Die gescheiterte Bewerbung und der Schadenersatz nach dem Antidiskriminierungsgesetz
> Dezember 2016

Das Bundesarbeitsgericht (BAG) ändert seine Rechtsprechung und gibt seine bisherige Auffassung zur Voraussetzung der generellen Geeignetheit des Bewerbers unter dem Allgemeinen Gleichbehandlungsgesetzte (AGG) auf. Erfahrene Personaler werden die potentielle Haftungsfalle kennen. Scheinbar ungeeignete Arbeitssuchende bewerben sich auf eine offene Stelle. Das „riecht“ förmlich nach einer nicht ernst gemeinten Bewerbung, um eine Ablehnung zu provozieren, nur um dann später einen Schadenersatzanspruch nach § 15 des AGG, welches landläufig auch als Antidiskriminierungsgesetz bezeichnet wird, wegen Benachteiligung geltend zu machen.

Nach der bisherigen Rechtsprechung des Bundesarbeitsgerichts musste ein Bewerber für die ausgeschriebene Stelle immer auch „objektiv geeignet“ sein, um überhaupt in einer mit anderen Bewerbern „vergleichbaren Situation“ oder „vergleichbaren Lage“ zu sein. Eine solche vergleichbare Lage bzw. vergleichbare Situation ist nach § 3 Abs. 1 bzw. Abs. 2 AGG Voraussetzung für einen Schadenersatzanspruch. Nur wer diese Eingangsvoraussetzung erfüllte, konnte als „Provokateur“ überhaupt Aussicht auf Erfolg haben. Da konnte man beruhigt jedenfalls diejenigen Bewerbungen aussortieren, die objektiv nicht geeignet waren.
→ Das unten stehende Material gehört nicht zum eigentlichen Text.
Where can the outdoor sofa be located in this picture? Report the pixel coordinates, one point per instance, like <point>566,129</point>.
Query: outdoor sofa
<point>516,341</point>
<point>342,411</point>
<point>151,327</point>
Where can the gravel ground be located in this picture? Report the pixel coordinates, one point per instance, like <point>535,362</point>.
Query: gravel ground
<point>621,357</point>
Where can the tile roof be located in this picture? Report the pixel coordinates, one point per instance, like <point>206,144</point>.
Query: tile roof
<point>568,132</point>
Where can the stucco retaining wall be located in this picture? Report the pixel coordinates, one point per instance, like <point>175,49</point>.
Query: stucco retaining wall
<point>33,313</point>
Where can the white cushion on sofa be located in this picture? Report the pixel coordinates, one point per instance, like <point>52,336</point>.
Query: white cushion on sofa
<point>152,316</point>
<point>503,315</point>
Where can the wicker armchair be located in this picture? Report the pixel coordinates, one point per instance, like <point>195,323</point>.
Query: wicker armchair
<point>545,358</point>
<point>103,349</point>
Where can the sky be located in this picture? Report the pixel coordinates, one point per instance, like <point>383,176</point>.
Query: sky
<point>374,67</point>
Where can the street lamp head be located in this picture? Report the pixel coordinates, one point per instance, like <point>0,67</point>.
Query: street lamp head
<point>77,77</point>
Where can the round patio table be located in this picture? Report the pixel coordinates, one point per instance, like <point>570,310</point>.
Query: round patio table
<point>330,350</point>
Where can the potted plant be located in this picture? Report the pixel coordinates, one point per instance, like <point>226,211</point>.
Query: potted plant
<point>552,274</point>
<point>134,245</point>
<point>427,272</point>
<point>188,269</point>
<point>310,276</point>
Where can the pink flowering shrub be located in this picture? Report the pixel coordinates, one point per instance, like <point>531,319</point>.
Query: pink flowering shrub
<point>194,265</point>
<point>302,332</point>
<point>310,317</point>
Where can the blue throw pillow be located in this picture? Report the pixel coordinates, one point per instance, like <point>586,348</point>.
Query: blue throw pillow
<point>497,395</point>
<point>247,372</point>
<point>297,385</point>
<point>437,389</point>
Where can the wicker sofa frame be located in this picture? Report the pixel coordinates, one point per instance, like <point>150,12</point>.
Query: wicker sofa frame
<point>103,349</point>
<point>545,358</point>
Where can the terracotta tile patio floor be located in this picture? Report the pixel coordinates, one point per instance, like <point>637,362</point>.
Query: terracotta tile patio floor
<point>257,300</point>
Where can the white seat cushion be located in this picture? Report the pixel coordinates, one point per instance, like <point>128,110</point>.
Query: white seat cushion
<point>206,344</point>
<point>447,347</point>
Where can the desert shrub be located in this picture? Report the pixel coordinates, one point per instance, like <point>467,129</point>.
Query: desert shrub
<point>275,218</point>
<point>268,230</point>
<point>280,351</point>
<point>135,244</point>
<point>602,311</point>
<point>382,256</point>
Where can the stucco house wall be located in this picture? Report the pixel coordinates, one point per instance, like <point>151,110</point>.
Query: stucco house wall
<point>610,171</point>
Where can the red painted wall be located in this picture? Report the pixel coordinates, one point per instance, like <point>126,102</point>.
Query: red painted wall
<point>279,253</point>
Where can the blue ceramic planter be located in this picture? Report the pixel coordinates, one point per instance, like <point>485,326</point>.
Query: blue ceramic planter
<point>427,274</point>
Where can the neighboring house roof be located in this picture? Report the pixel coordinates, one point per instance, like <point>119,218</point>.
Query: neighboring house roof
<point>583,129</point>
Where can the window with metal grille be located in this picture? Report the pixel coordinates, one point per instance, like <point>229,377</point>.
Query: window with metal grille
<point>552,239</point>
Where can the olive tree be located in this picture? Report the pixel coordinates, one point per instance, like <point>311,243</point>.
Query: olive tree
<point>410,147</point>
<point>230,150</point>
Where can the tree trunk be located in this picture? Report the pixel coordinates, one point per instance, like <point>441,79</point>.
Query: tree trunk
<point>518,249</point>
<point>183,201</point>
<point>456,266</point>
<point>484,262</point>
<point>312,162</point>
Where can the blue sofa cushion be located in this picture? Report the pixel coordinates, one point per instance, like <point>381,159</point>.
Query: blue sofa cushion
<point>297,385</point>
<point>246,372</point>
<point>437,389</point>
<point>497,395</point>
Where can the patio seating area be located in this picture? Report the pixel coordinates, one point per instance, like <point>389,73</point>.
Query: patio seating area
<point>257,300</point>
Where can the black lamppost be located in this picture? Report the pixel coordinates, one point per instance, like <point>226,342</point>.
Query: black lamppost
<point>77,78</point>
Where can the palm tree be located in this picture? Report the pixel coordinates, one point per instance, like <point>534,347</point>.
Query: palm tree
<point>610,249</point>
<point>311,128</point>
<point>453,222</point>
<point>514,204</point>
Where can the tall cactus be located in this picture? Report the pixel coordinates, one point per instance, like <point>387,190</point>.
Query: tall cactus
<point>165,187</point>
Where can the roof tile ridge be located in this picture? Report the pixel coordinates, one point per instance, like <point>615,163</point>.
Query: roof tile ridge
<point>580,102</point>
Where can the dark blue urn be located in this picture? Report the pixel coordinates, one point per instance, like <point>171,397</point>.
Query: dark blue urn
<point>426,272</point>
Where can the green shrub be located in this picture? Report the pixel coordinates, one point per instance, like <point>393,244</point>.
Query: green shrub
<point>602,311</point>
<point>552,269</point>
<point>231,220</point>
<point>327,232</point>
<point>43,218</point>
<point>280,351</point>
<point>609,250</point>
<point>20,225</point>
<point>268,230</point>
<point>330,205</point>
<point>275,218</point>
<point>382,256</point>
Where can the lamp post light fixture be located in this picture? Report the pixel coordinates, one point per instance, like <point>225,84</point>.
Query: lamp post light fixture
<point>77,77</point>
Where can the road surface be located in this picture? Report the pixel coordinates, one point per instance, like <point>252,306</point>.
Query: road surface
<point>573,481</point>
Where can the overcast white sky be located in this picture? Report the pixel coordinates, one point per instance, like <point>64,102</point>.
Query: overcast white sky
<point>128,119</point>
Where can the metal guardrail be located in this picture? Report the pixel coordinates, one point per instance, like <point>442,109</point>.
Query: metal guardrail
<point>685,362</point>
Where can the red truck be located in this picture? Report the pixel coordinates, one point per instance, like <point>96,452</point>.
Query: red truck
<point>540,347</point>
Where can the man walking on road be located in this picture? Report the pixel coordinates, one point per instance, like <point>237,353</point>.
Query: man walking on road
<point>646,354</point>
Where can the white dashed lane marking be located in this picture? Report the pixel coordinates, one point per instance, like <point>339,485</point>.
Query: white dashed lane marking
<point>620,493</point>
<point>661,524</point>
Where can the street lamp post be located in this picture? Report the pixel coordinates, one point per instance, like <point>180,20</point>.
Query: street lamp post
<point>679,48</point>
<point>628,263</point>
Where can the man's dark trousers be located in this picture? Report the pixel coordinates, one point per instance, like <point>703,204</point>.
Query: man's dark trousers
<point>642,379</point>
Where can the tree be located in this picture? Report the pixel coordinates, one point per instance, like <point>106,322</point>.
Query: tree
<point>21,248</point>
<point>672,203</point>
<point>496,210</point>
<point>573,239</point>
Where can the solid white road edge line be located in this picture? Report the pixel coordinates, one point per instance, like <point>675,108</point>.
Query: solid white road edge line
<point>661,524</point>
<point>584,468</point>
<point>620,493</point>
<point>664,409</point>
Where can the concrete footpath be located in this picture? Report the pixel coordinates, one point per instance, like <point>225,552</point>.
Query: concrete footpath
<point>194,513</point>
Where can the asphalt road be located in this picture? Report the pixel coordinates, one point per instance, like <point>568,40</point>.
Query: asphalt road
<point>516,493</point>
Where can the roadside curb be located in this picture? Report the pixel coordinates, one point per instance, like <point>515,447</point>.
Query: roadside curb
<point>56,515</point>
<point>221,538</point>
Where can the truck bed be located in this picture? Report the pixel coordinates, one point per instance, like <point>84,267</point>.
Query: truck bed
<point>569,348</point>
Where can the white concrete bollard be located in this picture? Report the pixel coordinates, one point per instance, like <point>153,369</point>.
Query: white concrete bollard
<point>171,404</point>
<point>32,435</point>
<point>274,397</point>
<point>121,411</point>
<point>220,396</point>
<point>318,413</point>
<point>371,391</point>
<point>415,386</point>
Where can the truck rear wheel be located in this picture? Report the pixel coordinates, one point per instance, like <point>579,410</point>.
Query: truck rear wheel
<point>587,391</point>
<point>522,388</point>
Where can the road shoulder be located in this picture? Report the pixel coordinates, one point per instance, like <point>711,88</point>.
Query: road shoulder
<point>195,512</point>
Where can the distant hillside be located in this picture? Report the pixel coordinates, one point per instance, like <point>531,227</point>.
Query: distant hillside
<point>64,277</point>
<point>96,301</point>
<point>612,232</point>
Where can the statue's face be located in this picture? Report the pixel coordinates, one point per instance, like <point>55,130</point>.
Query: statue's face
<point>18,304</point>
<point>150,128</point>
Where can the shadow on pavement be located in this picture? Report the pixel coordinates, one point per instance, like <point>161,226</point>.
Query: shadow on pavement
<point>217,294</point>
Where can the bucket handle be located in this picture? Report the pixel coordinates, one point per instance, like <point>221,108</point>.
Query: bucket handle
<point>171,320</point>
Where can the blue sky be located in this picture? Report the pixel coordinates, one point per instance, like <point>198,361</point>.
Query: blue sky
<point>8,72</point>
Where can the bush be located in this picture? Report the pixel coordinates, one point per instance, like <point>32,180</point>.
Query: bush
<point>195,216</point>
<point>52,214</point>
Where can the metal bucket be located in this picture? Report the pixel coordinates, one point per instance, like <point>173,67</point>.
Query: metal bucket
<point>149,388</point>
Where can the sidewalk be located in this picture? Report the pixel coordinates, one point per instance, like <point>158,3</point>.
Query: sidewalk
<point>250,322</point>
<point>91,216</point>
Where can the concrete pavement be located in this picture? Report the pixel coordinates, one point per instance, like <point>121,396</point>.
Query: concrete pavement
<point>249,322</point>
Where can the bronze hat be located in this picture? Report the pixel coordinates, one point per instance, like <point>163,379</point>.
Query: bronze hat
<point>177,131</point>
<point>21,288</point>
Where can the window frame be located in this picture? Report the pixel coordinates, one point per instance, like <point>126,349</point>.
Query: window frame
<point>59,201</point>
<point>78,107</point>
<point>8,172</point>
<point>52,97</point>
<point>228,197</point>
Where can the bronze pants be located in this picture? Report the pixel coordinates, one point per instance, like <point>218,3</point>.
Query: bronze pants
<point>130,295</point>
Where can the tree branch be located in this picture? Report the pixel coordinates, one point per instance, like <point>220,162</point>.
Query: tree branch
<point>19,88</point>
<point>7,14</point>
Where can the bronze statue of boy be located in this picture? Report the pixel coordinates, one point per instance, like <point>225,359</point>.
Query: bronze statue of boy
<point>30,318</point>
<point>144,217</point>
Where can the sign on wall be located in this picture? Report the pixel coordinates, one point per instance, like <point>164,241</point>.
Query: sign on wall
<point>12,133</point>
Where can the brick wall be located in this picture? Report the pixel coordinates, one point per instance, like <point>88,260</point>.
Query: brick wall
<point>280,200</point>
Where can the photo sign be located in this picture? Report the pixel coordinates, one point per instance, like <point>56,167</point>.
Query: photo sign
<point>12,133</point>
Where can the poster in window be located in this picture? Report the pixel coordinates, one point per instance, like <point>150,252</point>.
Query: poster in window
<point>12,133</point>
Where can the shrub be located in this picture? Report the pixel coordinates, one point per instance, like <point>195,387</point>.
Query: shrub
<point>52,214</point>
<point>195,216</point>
Nunmehr hat das BAG eine Abkehr von dieser Rechtsprechung vollzogen. Mit dem kürzlich veröffentlichten Urteil vom 19.05.2016 hat das BAG ausdrücklich einen Schadensersatzanspruch für denkbar gehalten, obwohl der Bewerber objektiv nicht geeignet war. Zur Begründung wurden unionsrechtliche Erwägungen angeführt. Daraus folgt, dass nunmehr auch objektiv ungeeignete Bewerber mit Vorsicht zu behandeln sind.

Auslöser für diese Abkehr war ein Fall aus der Anwaltschaft. Eine Anwaltskanzlei wollte Bewerber mit überdurchschnittlich guten Noten ansprechen und hatte dies in Ihrer Stellenanzeige auch so formuliert. An sich ein objektives Kriterium. Eine Benachteiligung nach dem AGG wäre hierfür nicht denkbar gewesen.

Allerdings hatte die Kanzlei in der Stellenanzeige auch erwähnt, dass sie einen Anwalt mit 0 bis 2 Jahren Berufserfahrung suchen. Diese Angabe enthält für ältere Bewerber eine mittelbare Benachteiligung wegen des Alters. Dies wiederum wäre nach dem AGG unzulässig.

Die Kanzlei hat die Bewerbung eines 1953 geborenen Bewerbers mit deutlich unterdurchschnittlichen Examensnoten mit Verweis auf die Examensnoten als objektiv ungeeignet abgelehnt. Die erhobene Klage des abgelehnten Bewerbers wurde nach der bis zum 19.05.2016 gültigen Rechtsprechung des BAG von den beiden unteren Instanzen abgewiesen. Zur Begründung führten beide Instanzen an, dass der Bewerber objektiv ungeeignet sei und man daher zu der Prüfung der Benachteiligung wegen des Alters von Bewerbern in vergleichbarer Lage nicht mehr käme.

Nach der neuen Rechtsprechung des BAG sind aber zunächst einmal alle Bewerber in einer vergleichbaren Lage. Es sind nämlich alles Bewerber. Da die Kanzlei in ihrer Stellenanzeige nun angab, nur Anwälte mit wenig Berufserfahrung zu suchen, war für eine mögliche Benachteiligung wegen des Alters des Bewerbers Tür und Tor geöffnet. Eine endgültige Entscheidung wird das Landesarbeitsgericht treffen müssen. Das BAG hat an die untere Instanz zur Klärung dieser Fragen zurückverwiesen.

Fazit: Der Arbeitgeber sollte in Stellenanzeigen keinerlei Anlass geben, dass seine Personalsuche zu einer der in § 2 AGG genannten Benachteiligungen führt. Auch offensichtlich ungeeignete Bewerber dürfen nicht leichtfertig abgelehnt werden. Im Zweifel ist lieber ein Bewerbungsgespräch mehr zu führen, um dann mit der mangelnden Überzeugung des Bewerbers zu argumentieren.